I stare at him, the words on the tip of my tongue, but that’s going to have to wait. Later.
He stays for a while longer. We don’t talk about much, mostly about his new job, before he excuses himself and goes back over to his aunt’s.
I close the door behind him, knowing I can open it again.
See, I just didn’t think about it.
Didn’t even cross my mind.
But one day there was a cloud of red dirt behind this shiny green Ford coming up our drive. By the time it got to the front of the house, it wasn’t so shiny and didn’t look so green. The square that got out of it said he was a lawyer. He had all these papers and an air of importance. He shook mine and Glen’s hands, tipped his hat to our mother, and sat with us at our kitchen table.
It was the exact place I’d told my mother and Glen about Jimmy just a few days earlier. And, if spirits are real, my father probably listened in. Afterward, I felt as if all the blood and bones had left my body. That secret gave me structure, held me up, it was something to lean on. But once it was out of me, once it wasn’t mine anymore, I felt like a dried-up creek. They sat at the kitchen table and mourned with me, the loss of Jimmy and what could have been, but there was no blame. No accusations. I didn’t know how to process the relief I felt. So, I’d just sort of reconciled it all in my own mind. Came to a compromise with myself. As long as I was welcome, I’d stay.

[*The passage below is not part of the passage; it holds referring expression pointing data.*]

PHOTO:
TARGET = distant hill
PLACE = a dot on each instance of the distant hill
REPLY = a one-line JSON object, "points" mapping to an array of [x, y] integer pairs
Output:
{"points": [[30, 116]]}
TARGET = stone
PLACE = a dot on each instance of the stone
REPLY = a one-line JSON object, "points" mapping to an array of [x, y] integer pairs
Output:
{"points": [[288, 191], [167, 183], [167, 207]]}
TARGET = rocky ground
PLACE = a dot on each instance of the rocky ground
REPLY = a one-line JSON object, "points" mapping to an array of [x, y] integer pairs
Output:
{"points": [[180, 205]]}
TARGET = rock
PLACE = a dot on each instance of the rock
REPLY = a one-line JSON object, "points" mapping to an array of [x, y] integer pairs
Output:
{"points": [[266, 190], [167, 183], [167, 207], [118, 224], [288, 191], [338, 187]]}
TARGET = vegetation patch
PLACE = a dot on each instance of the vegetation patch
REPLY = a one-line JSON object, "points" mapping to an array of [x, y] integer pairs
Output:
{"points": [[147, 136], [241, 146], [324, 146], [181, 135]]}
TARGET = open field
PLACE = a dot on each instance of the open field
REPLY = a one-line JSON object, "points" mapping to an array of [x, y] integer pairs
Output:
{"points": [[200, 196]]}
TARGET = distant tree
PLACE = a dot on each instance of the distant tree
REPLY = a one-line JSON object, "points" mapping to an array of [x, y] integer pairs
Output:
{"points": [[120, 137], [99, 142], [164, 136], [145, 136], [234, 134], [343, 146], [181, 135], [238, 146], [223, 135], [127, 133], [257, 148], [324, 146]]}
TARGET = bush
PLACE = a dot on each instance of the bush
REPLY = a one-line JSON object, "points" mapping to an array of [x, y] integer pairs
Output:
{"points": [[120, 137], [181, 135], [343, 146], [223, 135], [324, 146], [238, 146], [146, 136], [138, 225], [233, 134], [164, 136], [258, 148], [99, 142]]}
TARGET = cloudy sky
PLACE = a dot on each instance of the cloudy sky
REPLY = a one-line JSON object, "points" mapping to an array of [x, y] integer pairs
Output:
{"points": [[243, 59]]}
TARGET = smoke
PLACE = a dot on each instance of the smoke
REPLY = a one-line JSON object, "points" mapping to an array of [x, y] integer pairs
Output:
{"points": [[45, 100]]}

And I was still welcome even after that. After the three of us decided to go to Jimmy’s grave and just be there together for a time. In the sunshine. In the middle of the day. None of us spoke, but there were birds. My mother replaced the flowers with fresh ones. Glen removed his hat. I stood to the side and thought about how it was a day Jimmy would never see. More days had passed with him dead than with him alive. And I had the faintest feeling that he was looking down on me from somewhere, shaking his head with a smirk, mumbling to himself as to why I’d let the cat out of the bag now. Huh, Ash? But he’s smirking because he knows why, and he’s glad the three of us are together again. Even though we’re missing pieces.
And so the lawyer sat at the confession table with a confession of his own. He explained it all in legal jargon none of us were familiar with, but it was the check he signed over to me and the one he signed over to Glen. That was the thing that changed it all. My mother didn’t seem the least bit surprised. She barely batted an eye at the five numbers being offered to me. My eyes swam and my heart pounded. She probably saw my unasked question written all over my face.
“Don’t you see, Asher?” she’d said to me, her voice heartfelt, her eyes beaming. “He knew you’d find your way home again.”
I didn’t want it at first. I tried to sign it over to her, then to Glen. Both of them refused. So, I said I just wouldn’t deposit the money. How could he have thought to leave me anything? I’d left. I’d gone away without a goodbye. It didn’t make sense. It must be some kind of mistake. I wrote to the lawyer, called him up, but it wasn’t a mistake. Every single penny of that money was really, truly mine.
Then, late at night, as I tried to sleep, an idea began to form. It was just a little acorn of a thought at first, but soon it grew into a full-blown tree with bright leaves and strong limbs.